Legislation to create a national data security and breach notification standard moved forward Wednesday over objections from Democratic lawmakers.
The House Energy and Commerce Subcommittee on Trade approved the bill by voice vote after a markup that saw five Democratic amendments rejected along party lines.
The measure would require companies to maintain reasonable security practices and inform customers within 30 days if their data might have been stolen during a breach.
Violating the bill’s rules would subject companies to enforcement actions by the Federal Trade Commission (FTC).
Disagreements over the bill lie in its pre-emption of state data security and breach notification standards.
Several Democrats argued that the legislation, while saving companies the hassle of following separate state laws, would do away with stronger consumer protections at the state level.
Massachusetts Attorney General Maura Healey has criticized the legislation, saying it would “scale back our state’s essential safeguards against cybercrime.”

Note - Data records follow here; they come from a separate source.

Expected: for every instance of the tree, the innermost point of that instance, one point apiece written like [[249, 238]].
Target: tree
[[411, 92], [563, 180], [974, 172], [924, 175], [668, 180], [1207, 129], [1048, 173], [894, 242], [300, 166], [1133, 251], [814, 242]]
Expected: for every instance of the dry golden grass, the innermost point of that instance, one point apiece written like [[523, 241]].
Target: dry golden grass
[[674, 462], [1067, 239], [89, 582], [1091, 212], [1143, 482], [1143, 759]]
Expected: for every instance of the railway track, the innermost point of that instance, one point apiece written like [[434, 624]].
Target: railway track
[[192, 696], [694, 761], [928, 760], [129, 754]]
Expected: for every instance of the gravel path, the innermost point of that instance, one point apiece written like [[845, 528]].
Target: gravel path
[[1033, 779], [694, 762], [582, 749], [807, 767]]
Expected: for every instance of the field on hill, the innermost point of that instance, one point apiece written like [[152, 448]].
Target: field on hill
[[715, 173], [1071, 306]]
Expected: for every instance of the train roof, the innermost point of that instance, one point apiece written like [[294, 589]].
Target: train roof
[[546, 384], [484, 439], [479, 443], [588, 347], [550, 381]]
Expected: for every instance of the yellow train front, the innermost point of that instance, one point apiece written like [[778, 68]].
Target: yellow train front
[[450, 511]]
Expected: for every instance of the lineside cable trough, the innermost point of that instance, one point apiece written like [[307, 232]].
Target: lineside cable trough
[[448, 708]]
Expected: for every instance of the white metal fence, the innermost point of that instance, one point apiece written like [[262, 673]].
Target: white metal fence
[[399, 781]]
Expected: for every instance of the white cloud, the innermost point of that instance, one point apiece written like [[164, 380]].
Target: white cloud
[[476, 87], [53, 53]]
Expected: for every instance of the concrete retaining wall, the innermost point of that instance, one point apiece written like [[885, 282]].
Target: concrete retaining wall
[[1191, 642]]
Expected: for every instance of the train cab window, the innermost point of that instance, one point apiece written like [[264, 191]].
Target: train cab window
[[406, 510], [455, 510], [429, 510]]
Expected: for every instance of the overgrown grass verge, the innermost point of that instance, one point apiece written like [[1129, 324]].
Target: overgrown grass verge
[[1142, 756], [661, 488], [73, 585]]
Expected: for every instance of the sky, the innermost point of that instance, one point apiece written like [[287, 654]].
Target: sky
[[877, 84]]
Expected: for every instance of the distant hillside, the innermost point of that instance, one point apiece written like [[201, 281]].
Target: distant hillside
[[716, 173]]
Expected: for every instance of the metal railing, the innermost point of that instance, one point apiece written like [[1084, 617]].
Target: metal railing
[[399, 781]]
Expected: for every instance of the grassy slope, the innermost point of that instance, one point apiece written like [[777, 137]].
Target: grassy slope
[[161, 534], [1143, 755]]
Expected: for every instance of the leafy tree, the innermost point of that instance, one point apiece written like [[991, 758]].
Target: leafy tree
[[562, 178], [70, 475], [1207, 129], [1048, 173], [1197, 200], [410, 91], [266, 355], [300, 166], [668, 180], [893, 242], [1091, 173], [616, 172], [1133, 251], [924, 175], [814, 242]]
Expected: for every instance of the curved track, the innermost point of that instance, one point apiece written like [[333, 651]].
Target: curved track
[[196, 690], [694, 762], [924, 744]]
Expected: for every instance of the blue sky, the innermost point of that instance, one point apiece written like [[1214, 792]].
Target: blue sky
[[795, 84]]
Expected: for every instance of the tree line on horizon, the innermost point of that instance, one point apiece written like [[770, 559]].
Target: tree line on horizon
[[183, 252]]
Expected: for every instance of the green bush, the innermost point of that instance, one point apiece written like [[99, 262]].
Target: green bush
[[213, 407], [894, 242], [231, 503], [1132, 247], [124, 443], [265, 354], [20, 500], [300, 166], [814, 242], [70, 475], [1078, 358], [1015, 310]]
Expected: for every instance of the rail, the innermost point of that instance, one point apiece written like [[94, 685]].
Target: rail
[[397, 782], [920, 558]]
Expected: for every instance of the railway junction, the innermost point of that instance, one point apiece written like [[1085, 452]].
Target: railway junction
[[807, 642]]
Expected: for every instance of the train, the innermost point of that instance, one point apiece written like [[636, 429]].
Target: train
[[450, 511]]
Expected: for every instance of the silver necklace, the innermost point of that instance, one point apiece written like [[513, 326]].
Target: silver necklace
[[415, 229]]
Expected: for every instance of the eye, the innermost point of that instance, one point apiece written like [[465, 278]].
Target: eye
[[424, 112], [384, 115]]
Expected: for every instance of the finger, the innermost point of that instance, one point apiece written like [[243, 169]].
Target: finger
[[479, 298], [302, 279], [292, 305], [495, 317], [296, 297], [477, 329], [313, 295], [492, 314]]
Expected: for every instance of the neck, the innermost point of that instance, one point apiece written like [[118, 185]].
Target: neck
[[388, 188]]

Noting Healey’s position, Rep. Joseph Kennedy (D-Mass.) offered two amendments to prevent the bill from pre-empting state data security requirements and pertinent common law. The changes lacked Republican support and did not pass.
Lawmakers are in a tricky position with the data breach bill, which has been touted by the White House.
Major interest groups and companies have called for a single breach notification standard that would allow them to avoid following a patchwork of state requirements.
Lawmakers have made several attempts to pass such legislation, but all of them failed to reach the finish line in the last Congress due to committee turf wars and objections by consumer advocates.
At the same time, the current measure is gaining more Democratic support. Reps. Tony Cárdenas (D-Calif.) and Dave Loebsack (D-Iowa) have both endorsed the bill in addition to Welch, a spokesman for the Vermont Democrat said.
The Trade subpanel approved a manager’s amendment to the bill containing technical changes, as well an amendment from Rep. Joe Pompeo (R-Kan.) and two from Cárdenas.
The amendments would require breached third-party vendors to notify affected consumers, and compel the FTC to educate small businesses about data security and maintain a related website.
— This post was updated at 2:48 p.m.